Non voglio con questo parlare male del '68 e di Mani Pulite. Io sono un assertore del"tutto ciò che è reale e razionale". C'è stato il '68? C'erano delle ragioni. C'è stato Mani Pulite? C'erano delle ragioni. Però io non sono un assertore del "tutto ciò che è razionale e reale" e cioè che bisogna scappare. Se mi si dice che bisogna fare una caccia all'uomo permanente, un '68 permanente,  Mani Pulite permanente comincio ad essere un po' disturbato e un po' preoccupato.

Vado alla conclusione. Parlare male di Craxi è il rifugio delle persone inutili. A Milano quando uno non sa cosa dire, e non ha niente da dire e da fare, si mette a parlare male di Craxi allora diventa interessante ed importante quello che dice. Quando si è sconfitti si è un catalogo di errori. Ebbene Craxi non mi sembra sia stato sconfitto politicamente e alla luce del sole. Non è vero che non credeva in una evoluzione e in una riunificazione positiva della sinistra, guardava a un orizzonte del socialismo democratico e occidentale. A questo orizzonte non ci guardava il Partito Comunista e non ci ha guardato il Partito Comunista post 1989.
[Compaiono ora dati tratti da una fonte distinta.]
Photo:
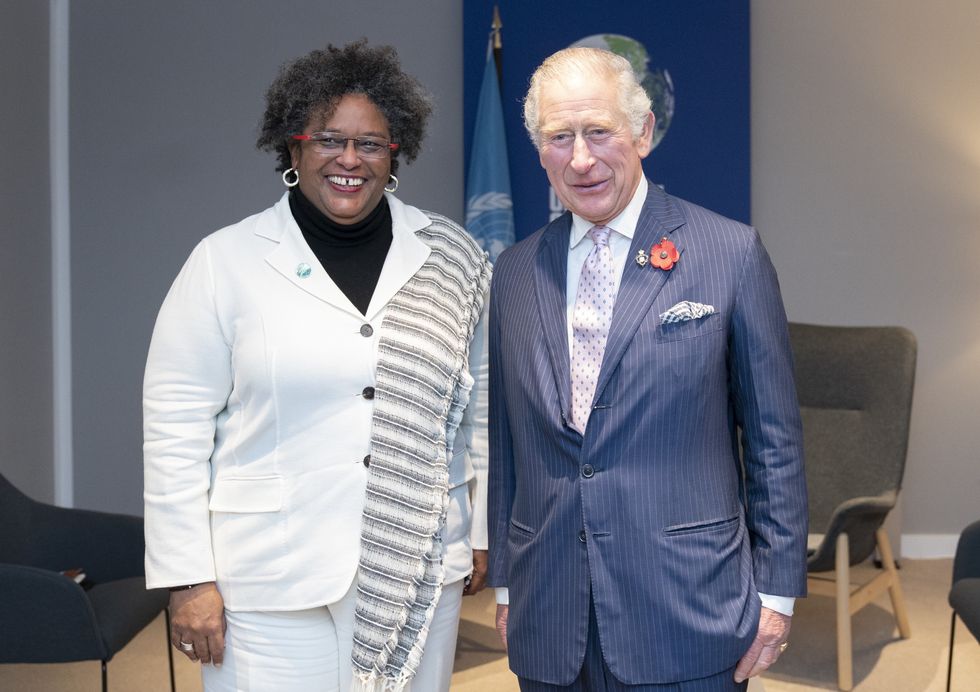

Che cos'è stata l'evoluzione della sinistra dopo il 1989? Anzi che cosa è stata l'evoluzione della sinistra milanese dopo il 1992 nel corso del post-comunismo? L'espulsione del riformismo comunista.

Leggevo l'articolo di un intellettuale che ammiro molto, Giuseppe Bedeschi, sulla cosiddetta destra comunista: Napolitano, Cervetti, Macaluso non avrebbero mai dato battaglia.

Credo che sarebbero molto attuali gli scritti di Amendola "Sacrifici senza contropartite" adesso che si parla di sciopero generale. Epifani farebbe bene forse a leggersi "Sacrifici senza contropartite", la lezione della FIAT che scrisse Giorgio Amendola. Ma se non avesse dato battaglia perché sarebbe stata cancellata?Addirittura si tentò di cancellarla fisicamente dalla mappa e dall'esistenza degli organismi dirigenti del Partito Comunista. La sinistra  del post-comunismo ha avuto una evoluzione che è stata scadenzata così: espulsione del riformismo comunista, espulsione del riformismo socialista, espulsione del riformismo cattolico. Basta pensare cosa succede a Bonanni.

Tra il '68 e Mani Pulite c'è stata una sinistra riformista per molti versi irripetibile, ma che rappresenta una matrice e una base. Noi abbiamo oggi una sinistra che invece rifiuta la sinistra vincente, la sinistra di governo, e vuole la sinistra del '68 e di Mani Pulite.